In other words, class solidarity was forbidden. The federal government of the U.S. is one of the few governments among developed democratic countries that prohibits sympathy strikes. In contrast, general strikes that paralyzed the whole economy occurred in several European countries during the tumultuous years of the Great Recession. The enormous power of the corporate class at the expense of the working class (the majority of the population in the U.S.) is one of the major causes of the dramatic underdevelopment of social and health rights in this country. The data clearly shows that on both sides of the North Atlantic, those countries where political parties have been historically rooted in the working class or labor parties, have much better equity and health indicators than those with very weak or no labor parties, like the U.S.Plenty of evidence supports this statement (Vicente Navarro and Leiyu Shi The Political Context of Social Inequalities and Health Inequalities Social Science and Medicine, Vol 52, 2001).

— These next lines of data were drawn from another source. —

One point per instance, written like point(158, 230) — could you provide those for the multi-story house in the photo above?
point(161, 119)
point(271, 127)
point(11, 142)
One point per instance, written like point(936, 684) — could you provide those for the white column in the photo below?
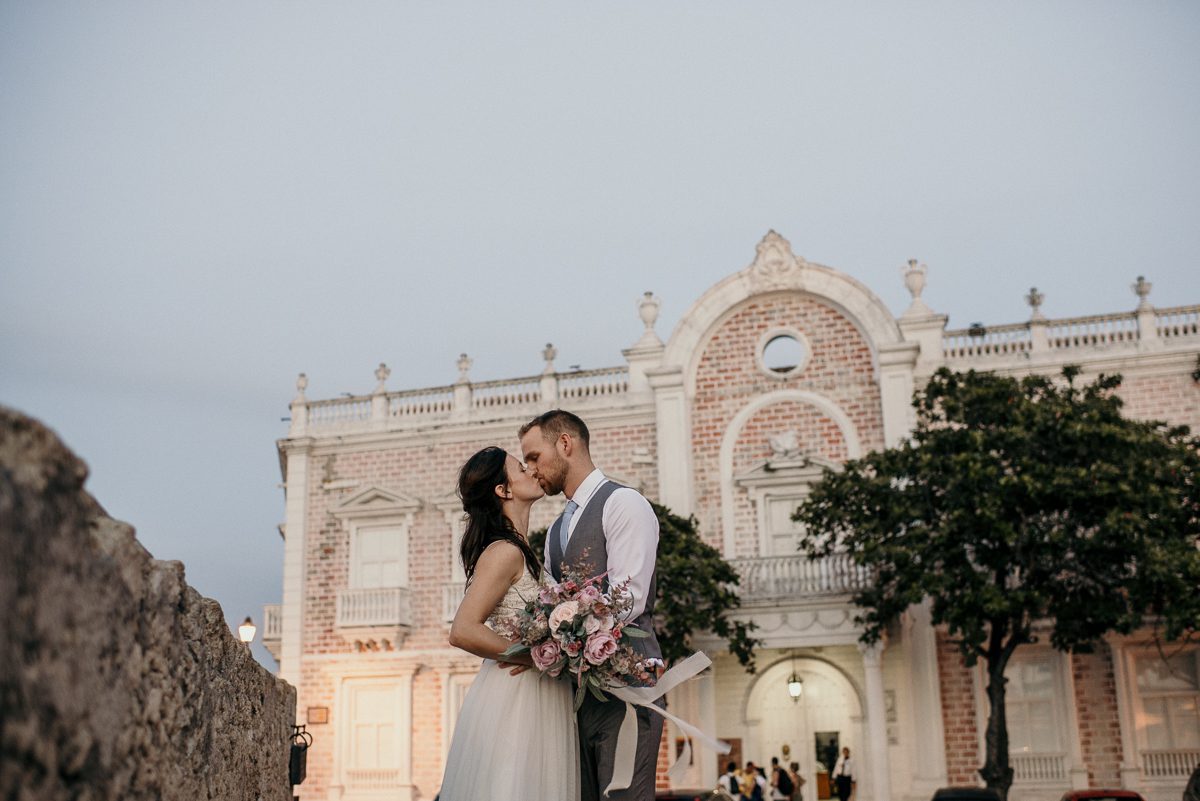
point(706, 693)
point(876, 723)
point(929, 746)
point(1122, 676)
point(1078, 768)
point(297, 452)
point(675, 440)
point(897, 365)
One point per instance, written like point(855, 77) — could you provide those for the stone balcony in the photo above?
point(1169, 765)
point(273, 628)
point(771, 580)
point(460, 403)
point(375, 619)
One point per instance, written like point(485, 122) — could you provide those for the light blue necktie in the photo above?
point(568, 513)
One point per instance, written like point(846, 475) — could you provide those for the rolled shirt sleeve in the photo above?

It is important to note that this same law, the Taft-Hartley Act that weakened and undermined the labor movement in the U.S., was also the law that established the regressive and fragmented basis for the funding of health care in the U.S., leading to the inevitable rise of inequities in access to health care. Instead of establishing a National Health Program (as Canada would later), the U.S. federal government promoted employers’ voluntary purchase of private health insurance plans, making people’s access to care dependent on their employer’s willingness and ability to provide coverage. In other words, when a worker is fired, they not only lose their salary but also their (and their family members’) medical care benefits. This form of control over employees is unknown in most other countries on both sides of the North Atlantic. It also explains why the number of working days lost because of strikes in the U.S. is among the lowest.

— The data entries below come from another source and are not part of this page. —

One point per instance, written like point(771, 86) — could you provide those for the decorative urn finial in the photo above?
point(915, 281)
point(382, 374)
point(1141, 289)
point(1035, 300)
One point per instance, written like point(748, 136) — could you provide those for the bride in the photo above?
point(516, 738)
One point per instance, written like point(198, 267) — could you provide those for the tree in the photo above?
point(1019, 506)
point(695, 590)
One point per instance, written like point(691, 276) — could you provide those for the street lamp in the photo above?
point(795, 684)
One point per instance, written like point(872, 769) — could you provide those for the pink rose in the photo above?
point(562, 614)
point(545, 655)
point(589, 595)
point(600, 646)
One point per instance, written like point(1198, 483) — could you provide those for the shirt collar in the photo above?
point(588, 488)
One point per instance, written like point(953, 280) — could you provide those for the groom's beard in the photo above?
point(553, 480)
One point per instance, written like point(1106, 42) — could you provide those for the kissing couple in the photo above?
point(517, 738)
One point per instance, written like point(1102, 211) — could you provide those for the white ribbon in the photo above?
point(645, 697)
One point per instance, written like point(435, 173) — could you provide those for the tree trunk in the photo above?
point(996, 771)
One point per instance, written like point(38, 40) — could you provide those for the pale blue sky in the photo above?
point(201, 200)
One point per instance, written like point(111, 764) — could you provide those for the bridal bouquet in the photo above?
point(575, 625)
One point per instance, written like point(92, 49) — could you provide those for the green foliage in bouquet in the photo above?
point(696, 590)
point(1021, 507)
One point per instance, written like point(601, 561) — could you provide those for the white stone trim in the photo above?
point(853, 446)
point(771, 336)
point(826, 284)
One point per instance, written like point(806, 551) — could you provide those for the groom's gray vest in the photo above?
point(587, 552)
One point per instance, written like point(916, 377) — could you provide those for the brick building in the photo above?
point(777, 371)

Not only did the Taft-Hartley Act strengthen the corporate class’s control over the labor force in each workplace, but it also promoted the rapid privatization of healthcare, expanding enormously the for-profit health sector, which became dominant in major areas like insurance and pharmaceuticals, prioritizing the optimization of profits over human needs. The system also became highly inefficient, with enormous administrative costs. Again, it was for the benefit of corporate interests at the expense of most of the population. Thus, the same law that thwarted the labor movement established the foundation for enormous inequities and injustice in the U.S. healthcare system.

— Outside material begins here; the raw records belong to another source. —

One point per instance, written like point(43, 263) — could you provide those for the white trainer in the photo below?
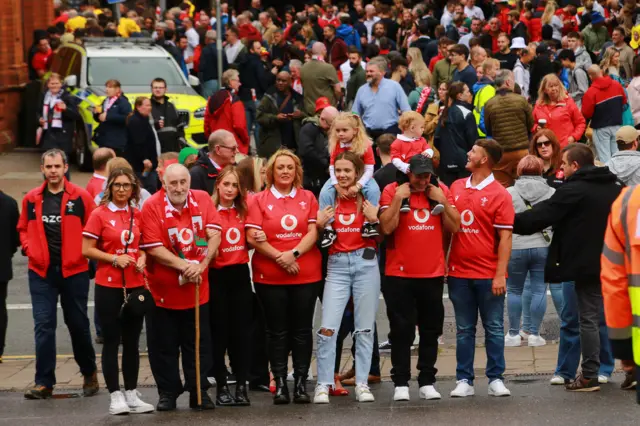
point(497, 388)
point(136, 405)
point(462, 390)
point(429, 392)
point(321, 395)
point(512, 341)
point(363, 393)
point(118, 405)
point(534, 340)
point(401, 393)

Based on all these facts, it should be evident that social class is a critical variable in understanding what has been happening in the U.S. The enormous limitations of social rights and labor rights, as well as the very limited democracy in their representative institutions, are based primarily on the immense power of the corporate class, much greater than in any other major democratic country, and the overwhelming weakness of the working class, the weakest in any major democratic country. The lack of attention to this reality in the political media and academic institutions is precisely a consequence of their dominance by the corporate class.

Vicente Navarro is Emeritus Professor of the Johns Hopkins University.